KINGSTON — It was a cold and wet Kingston Country Christmas last weekend, but it didn’t stop residents from joining together with local businesses, artists and civic organizations that were getting into the holiday spirit.
There was artwork to peruse, crafts to make, gifts to purchase and, of course, pictures with Santa Claus.
The famous elf in the velvet red suit was headlining the event at the Kingston Community Center Saturday afternoon, greeting kids and dogs alike, listening to Christmas wishes and handing out candy canes.
“The kids are always great,” Santa said. “Even when they’re bad, they’re good.”
He received many requests for Legos, Barbie dolls that talk, books and display cases for dolls.
“Some of those things we’re going to have to get made so we can get them done,” Santa said.
While waiting to see Santa or for pictures to develop, kids and parents spent their time at the craft table set up by the North Kitsap High School Key Club.
‘Last year, they were waiting around,” said Key Club member Sarah Huntington about this year’s new activity. “This way the kids can do something.”
Kingston Girl Scouts Troop 1221 members were also hard at work selling the fruits of their own labor — beaded snowflakes, holiday gift tags for presents and snowmen ornaments.
It was the first of several Scout fund-raisers to raise $3,000 to pay for a camping trip to the Oregon coast next summer.
“Our whole troop talked about craft sales, yard sales,” said member Ashley Alecci. “It was closer to winter, so we thought of the Christmas bazaars.”
Down the street, three Kingston galleries — Earth Dance Studio, Liden Bode Studio and West First Street Gallery — were opening their doors to visitors.
Guest artist Sue Lahti, of Seattle, was cozied up in Marilyn Linden Bode’s studio, painting pictures of birds on hollowed eggs, allowing visitors to see how she painted intricate images on a difficult canvas.
“They are sweet and they are affordable,” she said. “People love eggs and people love birds and the egg shape is a comfortable (shape).”
The eggs come from hatcheries nationwide where owners determine which eggs will not survive the hatching process, then clean them out and sell them, Lahti explained.
Outside, despite the rain, a few residents even took advantage of the horse carriage rides and hayride tractor rides. But not many.

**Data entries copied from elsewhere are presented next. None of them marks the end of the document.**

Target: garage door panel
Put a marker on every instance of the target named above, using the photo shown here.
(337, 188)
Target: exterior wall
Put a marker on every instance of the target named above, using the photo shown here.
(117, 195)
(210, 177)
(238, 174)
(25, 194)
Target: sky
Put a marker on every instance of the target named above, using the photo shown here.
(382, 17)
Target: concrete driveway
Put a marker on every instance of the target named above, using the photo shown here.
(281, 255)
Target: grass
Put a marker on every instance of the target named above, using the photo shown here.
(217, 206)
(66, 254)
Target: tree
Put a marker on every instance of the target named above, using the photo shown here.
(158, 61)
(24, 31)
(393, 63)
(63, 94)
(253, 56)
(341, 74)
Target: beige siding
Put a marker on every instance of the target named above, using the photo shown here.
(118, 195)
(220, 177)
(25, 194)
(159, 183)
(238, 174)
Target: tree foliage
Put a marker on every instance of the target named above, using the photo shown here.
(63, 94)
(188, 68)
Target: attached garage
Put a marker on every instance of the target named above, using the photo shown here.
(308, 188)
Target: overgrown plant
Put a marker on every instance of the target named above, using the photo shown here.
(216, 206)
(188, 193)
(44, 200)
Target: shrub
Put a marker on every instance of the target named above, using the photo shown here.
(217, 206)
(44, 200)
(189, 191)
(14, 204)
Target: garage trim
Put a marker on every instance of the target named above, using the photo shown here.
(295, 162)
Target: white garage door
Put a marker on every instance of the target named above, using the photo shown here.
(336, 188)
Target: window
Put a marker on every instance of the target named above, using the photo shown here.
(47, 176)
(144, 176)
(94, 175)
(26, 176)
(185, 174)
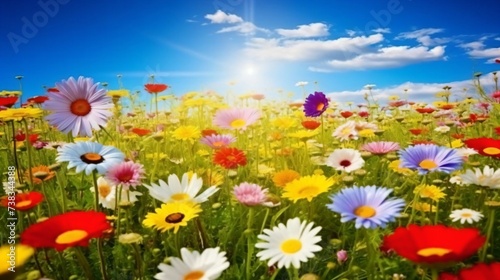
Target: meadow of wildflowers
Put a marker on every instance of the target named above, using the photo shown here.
(203, 188)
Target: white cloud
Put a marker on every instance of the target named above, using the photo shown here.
(423, 36)
(305, 31)
(221, 17)
(307, 50)
(382, 30)
(389, 57)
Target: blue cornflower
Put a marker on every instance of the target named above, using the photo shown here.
(428, 158)
(368, 206)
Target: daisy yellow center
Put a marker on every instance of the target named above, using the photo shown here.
(427, 164)
(174, 218)
(291, 246)
(492, 151)
(433, 251)
(194, 275)
(71, 236)
(80, 107)
(23, 203)
(94, 158)
(180, 197)
(238, 123)
(309, 191)
(365, 211)
(104, 191)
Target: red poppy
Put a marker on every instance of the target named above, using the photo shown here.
(32, 137)
(480, 271)
(66, 230)
(230, 158)
(417, 131)
(346, 114)
(363, 114)
(311, 124)
(425, 110)
(485, 146)
(22, 201)
(208, 132)
(434, 244)
(155, 88)
(38, 99)
(8, 101)
(52, 90)
(141, 131)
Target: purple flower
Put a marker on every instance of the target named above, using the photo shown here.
(316, 103)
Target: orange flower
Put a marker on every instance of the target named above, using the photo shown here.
(66, 230)
(22, 201)
(230, 158)
(141, 131)
(155, 88)
(311, 124)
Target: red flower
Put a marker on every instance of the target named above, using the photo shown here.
(363, 114)
(346, 114)
(208, 132)
(38, 99)
(425, 110)
(485, 146)
(480, 271)
(434, 244)
(66, 230)
(230, 158)
(8, 101)
(311, 124)
(22, 201)
(155, 88)
(141, 131)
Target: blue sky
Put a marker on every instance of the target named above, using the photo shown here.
(338, 47)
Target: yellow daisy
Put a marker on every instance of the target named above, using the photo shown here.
(307, 187)
(172, 216)
(284, 177)
(187, 132)
(430, 191)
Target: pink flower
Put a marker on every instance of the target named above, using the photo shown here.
(250, 194)
(380, 147)
(128, 174)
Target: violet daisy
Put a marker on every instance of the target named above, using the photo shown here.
(380, 147)
(89, 156)
(236, 118)
(428, 158)
(250, 194)
(79, 107)
(128, 174)
(368, 206)
(316, 103)
(217, 141)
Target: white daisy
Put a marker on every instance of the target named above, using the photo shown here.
(176, 190)
(107, 194)
(346, 131)
(208, 265)
(488, 177)
(290, 244)
(466, 215)
(345, 160)
(89, 156)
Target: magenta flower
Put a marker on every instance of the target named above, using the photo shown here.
(217, 141)
(236, 118)
(250, 194)
(380, 147)
(316, 103)
(128, 174)
(79, 107)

“Not a nice day (for people),” tractor driver Cliff Durant said. “Nice day for ducks.”
However, businesses along the carriage and tractor routes benefited.
“It’s been a better Saturday with this going on,” Kingston Pizza Factory owner Carol Dawson said. “We have people come in, even if to come in to just get warm.”
Cuppa Bella barrista Joanna Campy said the shop was hit early, as families were lined up in the store by 9:30 a.m., asking for many coffee drinks. The business quickly ran out of carriage ride tickets, too.
“(The carriages) helped a lot with business,” Campy said.